In 2017, the federal government announced a set of strict mortgage qualification rules including the much-talked about, and often-debated, stress test. Implemented for federally regulated lenders, the stress test was created to help alleviate overheating housing markets and reduce risky borrowing practices by protecting consumers should interest rates rise.  

 

Simply put, a stress test requires borrowers to qualify for a mortgage at a higher interest rate than the actual rate they would be paying. While the intention of the federal guideline seemed sound, the adverse effects have resulted in reduced borrowing capacity – pricing many would-be buyers out of the marketplace, particularly first-time homebuyers.  

 

In addition, existing mortgage holders have also been affected. At the time of renewal, the only way to avoid facing the stress test is if, and only if, borrowers maintain their mortgage with their current lender.

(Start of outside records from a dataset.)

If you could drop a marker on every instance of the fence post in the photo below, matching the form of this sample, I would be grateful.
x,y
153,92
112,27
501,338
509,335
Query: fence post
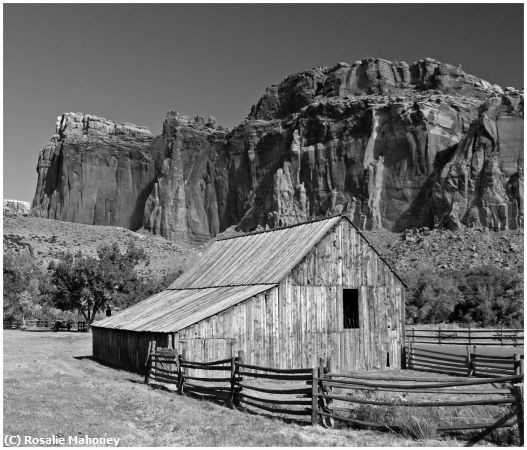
x,y
314,396
517,367
241,360
234,363
181,373
472,365
148,356
467,348
153,364
517,392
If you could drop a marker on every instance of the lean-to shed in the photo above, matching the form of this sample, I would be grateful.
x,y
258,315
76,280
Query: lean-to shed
x,y
286,297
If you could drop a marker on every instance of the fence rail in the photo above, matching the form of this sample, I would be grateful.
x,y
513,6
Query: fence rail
x,y
44,325
464,336
313,402
471,363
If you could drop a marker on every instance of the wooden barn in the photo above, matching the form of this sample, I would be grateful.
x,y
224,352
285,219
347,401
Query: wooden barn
x,y
286,297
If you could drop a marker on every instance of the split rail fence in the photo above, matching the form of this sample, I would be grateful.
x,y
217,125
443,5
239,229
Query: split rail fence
x,y
310,394
464,336
472,363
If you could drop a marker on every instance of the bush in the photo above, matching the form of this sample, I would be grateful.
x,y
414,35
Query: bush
x,y
485,296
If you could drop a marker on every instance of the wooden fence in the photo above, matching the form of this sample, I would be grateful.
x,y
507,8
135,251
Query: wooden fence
x,y
352,385
237,385
464,336
44,325
316,389
472,363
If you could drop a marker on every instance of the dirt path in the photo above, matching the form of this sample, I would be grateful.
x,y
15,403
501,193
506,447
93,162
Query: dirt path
x,y
53,387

If, however, they wanted to move their mortgage to a different lender, one that was offering a better rate for example, they would be forced to qualify using the stress test. This has cast a shadow of doubt on the government’s intention of promoting consumer choice and competition by forcing many people to stay with their current lender, even if a better option existed elsewhere.

 

Since its implementation, mortgage and housing industry groups have been advocating for a review of the stress test, citing its severity has had a negative effect on homebuyer ability. This, in turn, has resulted in a decline in overall housing activity and a slowdown in the Canadian economy.  While acknowledging that some form of stress testing should exist, the overarching sentiment from industry is that its negative impacts have eclipsed its intended purpose.  

 

A step in the right direction

Despite the collective call for change, the federal government has been opposed to any type of stress test review. That is, up until now. In December 2019, after parliament convened following the federal election, and perhaps as a result of a minority government, Prime Minister Justin Trudeau indicated that one of his priorities for his minister of finance, Bill Morneau, was to “review and consider recommendations from financial agencies related to making the borrower stress test more dynamic.” 

 

While it remains to be seen whether any significant modifications will be made, industry groups view the willingness of policymakers as a step in the right direction. The stress test has been worsening housing supply and making homes even more unaffordable, so the need for a thorough and meaningful review couldn’t have come soon enough. 

 

As an aside, the Conservative Party of Canada, in its pre-election platform, announced it was committed to addressing the mortgage stress test issue. As a result, any possible changes put forth by the Liberals will likely not be faced with opposition.   

 

Among minister Morneau’s mandate for implementing the government’s fiscal plan includes a continued investment in “people and in the things that give people a better quality of life”. Owning a home can be described as one of life’s most significant achievements and actually helps define our quality of life – they go hand in hand. As such, helping not hindering Canadian consumers to become homeowners should always be a priority for government decisionmakers.